I am unsure how to evaluate the vector-Jacobian-product using non-identity vectors in JAX.

edit

To evaluate the vector-Jacobian product using non-identity vectors in JAX, you can use the jax.vjp function. This function takes a function and an input value, and returns two values: the output of the function and a function that computes the vector-Jacobian product.

Here's an example:

import jax.numpy as np
from jax import grad, jit, vmap, vjp

# Define a function
def f(x):
  return np.array([x[0] * x[1], np.sin(x[0])])

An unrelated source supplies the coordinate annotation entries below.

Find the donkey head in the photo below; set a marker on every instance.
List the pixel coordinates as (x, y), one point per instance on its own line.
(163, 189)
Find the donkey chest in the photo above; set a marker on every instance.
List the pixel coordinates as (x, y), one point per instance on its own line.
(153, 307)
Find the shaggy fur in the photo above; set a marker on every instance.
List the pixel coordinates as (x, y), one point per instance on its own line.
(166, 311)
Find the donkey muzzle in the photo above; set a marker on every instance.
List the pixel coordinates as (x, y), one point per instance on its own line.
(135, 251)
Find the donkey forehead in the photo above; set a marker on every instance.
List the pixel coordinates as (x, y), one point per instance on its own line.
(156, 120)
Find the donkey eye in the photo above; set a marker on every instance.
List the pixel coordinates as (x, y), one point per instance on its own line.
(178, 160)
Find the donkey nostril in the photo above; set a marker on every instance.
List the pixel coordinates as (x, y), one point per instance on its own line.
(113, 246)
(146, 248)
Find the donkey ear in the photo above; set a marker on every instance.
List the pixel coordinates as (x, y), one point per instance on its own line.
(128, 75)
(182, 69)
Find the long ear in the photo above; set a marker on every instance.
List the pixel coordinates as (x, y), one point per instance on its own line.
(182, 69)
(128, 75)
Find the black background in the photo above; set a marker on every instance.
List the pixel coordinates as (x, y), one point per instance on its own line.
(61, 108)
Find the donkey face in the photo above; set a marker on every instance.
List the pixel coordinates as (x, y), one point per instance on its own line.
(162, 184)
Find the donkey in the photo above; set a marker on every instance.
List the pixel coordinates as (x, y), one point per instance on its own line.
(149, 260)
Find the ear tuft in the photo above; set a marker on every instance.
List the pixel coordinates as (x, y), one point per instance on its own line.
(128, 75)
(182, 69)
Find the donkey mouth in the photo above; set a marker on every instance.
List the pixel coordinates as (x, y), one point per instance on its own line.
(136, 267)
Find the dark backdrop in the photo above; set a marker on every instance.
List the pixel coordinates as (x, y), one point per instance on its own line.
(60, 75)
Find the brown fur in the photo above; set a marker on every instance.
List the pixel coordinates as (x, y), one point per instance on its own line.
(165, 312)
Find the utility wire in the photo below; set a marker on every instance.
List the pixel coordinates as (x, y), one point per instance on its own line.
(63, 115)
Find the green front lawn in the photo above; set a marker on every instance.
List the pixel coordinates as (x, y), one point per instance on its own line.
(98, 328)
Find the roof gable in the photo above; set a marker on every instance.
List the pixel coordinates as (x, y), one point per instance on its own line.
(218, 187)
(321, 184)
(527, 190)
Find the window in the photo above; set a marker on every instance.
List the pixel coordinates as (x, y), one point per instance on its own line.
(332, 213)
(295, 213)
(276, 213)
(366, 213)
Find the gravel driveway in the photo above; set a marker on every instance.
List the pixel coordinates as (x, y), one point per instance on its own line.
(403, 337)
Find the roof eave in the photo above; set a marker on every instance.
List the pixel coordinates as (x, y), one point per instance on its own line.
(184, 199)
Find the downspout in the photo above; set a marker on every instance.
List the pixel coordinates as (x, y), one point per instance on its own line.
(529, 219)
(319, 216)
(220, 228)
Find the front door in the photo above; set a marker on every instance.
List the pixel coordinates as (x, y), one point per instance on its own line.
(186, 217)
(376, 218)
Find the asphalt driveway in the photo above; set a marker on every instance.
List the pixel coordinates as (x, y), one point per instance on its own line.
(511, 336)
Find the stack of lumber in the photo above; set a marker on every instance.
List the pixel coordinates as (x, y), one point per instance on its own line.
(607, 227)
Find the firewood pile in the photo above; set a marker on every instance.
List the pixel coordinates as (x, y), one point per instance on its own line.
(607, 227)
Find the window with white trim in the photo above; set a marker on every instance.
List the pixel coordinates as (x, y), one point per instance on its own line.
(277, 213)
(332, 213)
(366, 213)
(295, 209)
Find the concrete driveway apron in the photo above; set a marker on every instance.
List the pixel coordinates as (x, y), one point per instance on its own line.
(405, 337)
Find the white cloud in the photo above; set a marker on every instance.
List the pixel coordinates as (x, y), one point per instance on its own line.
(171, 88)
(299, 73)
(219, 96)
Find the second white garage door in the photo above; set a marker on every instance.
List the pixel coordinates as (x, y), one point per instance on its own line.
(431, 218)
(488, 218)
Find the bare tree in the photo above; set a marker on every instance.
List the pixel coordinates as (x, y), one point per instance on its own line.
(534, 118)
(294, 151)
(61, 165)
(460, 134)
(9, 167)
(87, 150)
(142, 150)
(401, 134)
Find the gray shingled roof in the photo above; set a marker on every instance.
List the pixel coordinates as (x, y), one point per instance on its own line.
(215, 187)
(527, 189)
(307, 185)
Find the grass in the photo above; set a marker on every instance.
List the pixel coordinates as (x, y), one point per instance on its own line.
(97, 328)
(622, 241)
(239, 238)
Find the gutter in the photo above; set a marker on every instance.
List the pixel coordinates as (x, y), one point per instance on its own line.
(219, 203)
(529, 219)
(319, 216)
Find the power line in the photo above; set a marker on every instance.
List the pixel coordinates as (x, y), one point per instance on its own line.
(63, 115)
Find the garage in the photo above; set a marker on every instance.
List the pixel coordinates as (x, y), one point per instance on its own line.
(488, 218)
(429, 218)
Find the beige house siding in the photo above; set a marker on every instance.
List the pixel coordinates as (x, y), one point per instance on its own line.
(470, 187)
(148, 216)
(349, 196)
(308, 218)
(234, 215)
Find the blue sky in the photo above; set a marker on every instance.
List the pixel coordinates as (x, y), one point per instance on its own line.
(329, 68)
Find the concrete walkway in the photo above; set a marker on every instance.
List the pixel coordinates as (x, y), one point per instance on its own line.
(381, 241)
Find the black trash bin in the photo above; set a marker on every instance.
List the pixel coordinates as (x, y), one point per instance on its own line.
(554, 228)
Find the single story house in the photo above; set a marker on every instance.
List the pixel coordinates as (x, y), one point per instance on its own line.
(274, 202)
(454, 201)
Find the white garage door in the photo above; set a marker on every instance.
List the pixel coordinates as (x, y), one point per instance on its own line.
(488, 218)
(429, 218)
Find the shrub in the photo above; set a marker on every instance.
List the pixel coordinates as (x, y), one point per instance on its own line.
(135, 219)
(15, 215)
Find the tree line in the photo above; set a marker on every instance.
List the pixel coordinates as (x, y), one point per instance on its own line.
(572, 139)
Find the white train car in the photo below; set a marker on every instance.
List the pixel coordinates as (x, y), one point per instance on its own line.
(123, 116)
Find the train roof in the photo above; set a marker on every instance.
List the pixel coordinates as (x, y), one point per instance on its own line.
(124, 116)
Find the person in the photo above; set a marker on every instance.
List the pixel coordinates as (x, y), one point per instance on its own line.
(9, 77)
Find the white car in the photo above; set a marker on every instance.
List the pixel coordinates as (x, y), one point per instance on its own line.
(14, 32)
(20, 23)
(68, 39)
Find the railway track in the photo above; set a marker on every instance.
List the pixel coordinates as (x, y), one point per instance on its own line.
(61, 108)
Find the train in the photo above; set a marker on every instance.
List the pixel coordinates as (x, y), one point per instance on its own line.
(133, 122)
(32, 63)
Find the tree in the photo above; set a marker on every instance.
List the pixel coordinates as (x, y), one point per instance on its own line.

# Evaluate the function and its Jacobian at an input value
x = np.array([1.0, 2.0])
y, jacobian = vjp(f, x)

# Define a non-identity vector to compute the vector-Jacobian product
v = np.array([1.0, 2.0])

# Compute the vector-Jacobian product
vjp_product = jacobian(v)

print("Function output:", y)
print("Jacobian:\n", jacobian(np.eye(2)))
print("Vector:", v)
print("VJP product:", vjp_product)

In this example, f() is a function that takes a 2-dimensional input and returns a 2-dimensional output. We use vjp() to compute the function output and its Jacobian at the point x = [1.0, 2.0]. Then, we define a non-identity vector v = [1.0, 2.0] and compute the vector-Jacobian product using the jacobian() function returned by vjp(). Finally, we print the function output, the Jacobian, the vector, and the vector-Jacobian product.

Note that in the above example, we define v as a 2-dimensional vector. If f had a higher-dimensional output or input, v would need to match the dimensions of the relevant vector/derivative.